The plant shown in the image above is growing in one of the unprotected cold frames. These frames provide protection from browsing animals and bad weather, and on sunny days keep the temperature within the frame a bit above what prevails outside - but they do little if anything to moderate the temperature at night.

The dog days of winter

The walk with Biscuit this morning provided some unexpected entertainment. Biscuit has been very attentive to all other dog noises lately: if she hears another dog barking in the distance, she immediately stops and listens. If the sound is nearby, she intently searches for the source.
Well, this morning she heard some barking nearby, looked around and didn’t see a dog. I heard the barking and was similarly confused. We moved on a few paces, and the barking resumed. Clearly it was very close, but both Biscuit and I could not locate the source. I expected a door to open nearby any minute and see some little yapper come dashing out. But no dog appeared.
We moved on a few paces, and the barking resumed. This time, we both took the time to carefully figure out where the barking was coming from. Once we realized where the barking was coming from, it was apparent why neither of us had figured it out before, and it was also apparent why we had not seen a dog.
The barking was coming from a place about thirty feet away: from the branches of a tree. Biscuit and I both looked up: was she as surprised as I was? The barking was not coming from a dog. It was a crow, a crow doing a very convincing imitation of a yappy dog bark. It was not the only crow in that tree, but it seems that it was the only one which had mastered the dog bark.
During the summer we have plenty of cat birds; now we have a dog bird, too.

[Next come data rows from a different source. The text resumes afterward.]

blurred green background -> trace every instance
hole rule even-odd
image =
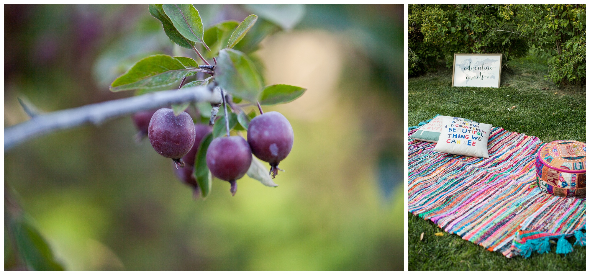
[[[256,8],[195,6],[205,27]],[[402,270],[403,5],[300,8],[257,52],[266,84],[308,89],[267,108],[295,133],[278,187],[244,177],[232,197],[215,180],[195,200],[124,117],[6,152],[5,205],[17,202],[67,270]],[[178,51],[147,5],[4,9],[5,127],[28,119],[17,97],[51,112],[131,96],[109,84]],[[11,241],[5,269],[22,269]]]

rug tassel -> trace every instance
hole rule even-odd
[[[570,244],[565,239],[565,236],[561,236],[561,238],[559,238],[559,240],[557,241],[557,249],[555,250],[555,253],[557,254],[568,254],[572,251],[573,251],[573,248],[572,247],[572,244]]]
[[[586,233],[582,232],[582,230],[578,230],[573,235],[576,236],[576,242],[574,245],[586,246]]]
[[[537,247],[537,252],[539,254],[549,253],[551,251],[551,245],[549,244],[549,238],[545,238],[539,242],[539,246]]]
[[[525,258],[528,258],[530,257],[530,254],[533,253],[532,243],[530,241],[526,241],[522,245],[520,246],[520,255]]]

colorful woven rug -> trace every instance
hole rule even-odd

Wednesday, February 25, 2009

The Lenten Rose



The history of the garden hellebores is a bit of a Cinderella story. I wonder how many of the current enthusiasts for these plants realize that they are nothing new in our gardens. Mable Cabot Sedgwick’s The Garden Month by Month, compiled early in the first decade of the twentieth century, mentions several species of Helleborus and even a named garden cultivar, ‘Frau Irene Heinemann’ of H. orientalis (what we today call H. × hybridus). Sedgwick lived in Brookline, Massachusetts, so her month by month sequences are of course a bit out of line with what we experience here. But this is a wonderful book, evidently carefully researched and wondrously detailed. Boston area gardens of a century ago must have been very well stocked indeed!

And by “our gardens” I don’t simply mean our eastern North American gardens, I mean more specifically our greater Washington, D.C. gardens. Hellebores have been growing in local gardens since at least the time of the First World War. They were growing in the Washington, D.C. garden of David Griffiths back then.

You’ll have to search harder than I did to find much mention of them in eastern gardens during the next half century. Literate gardeners no doubt knew about them because these plants have long figured prominently in the British horticultural press. Mrs. Wilder celebrated them. But the gardening public seems to have been clueless.

How can that be? How can the plant which is now widely appreciated as the best late winter flowering perennial in our gardens have been all but totally overlooked? How can it be that we had this plant in our gardens a century ago and then, then what? Did we lose them? Did they not prove amenable to conditions a century ago? Was the prevailing taste in garden plants at such an appallingly low level to allow this plant to sink into obscurity?

Or was it simply a case of get-rich-quick America not being ready to embrace a plant which grows slowly, provides opportunity for only infrequent division, and takes as long to bloom from seed as a trillium or peony?

A generation ago, hardly anyone grew them. Today there is a dizzying array of garden forms available - readily available, if for a price.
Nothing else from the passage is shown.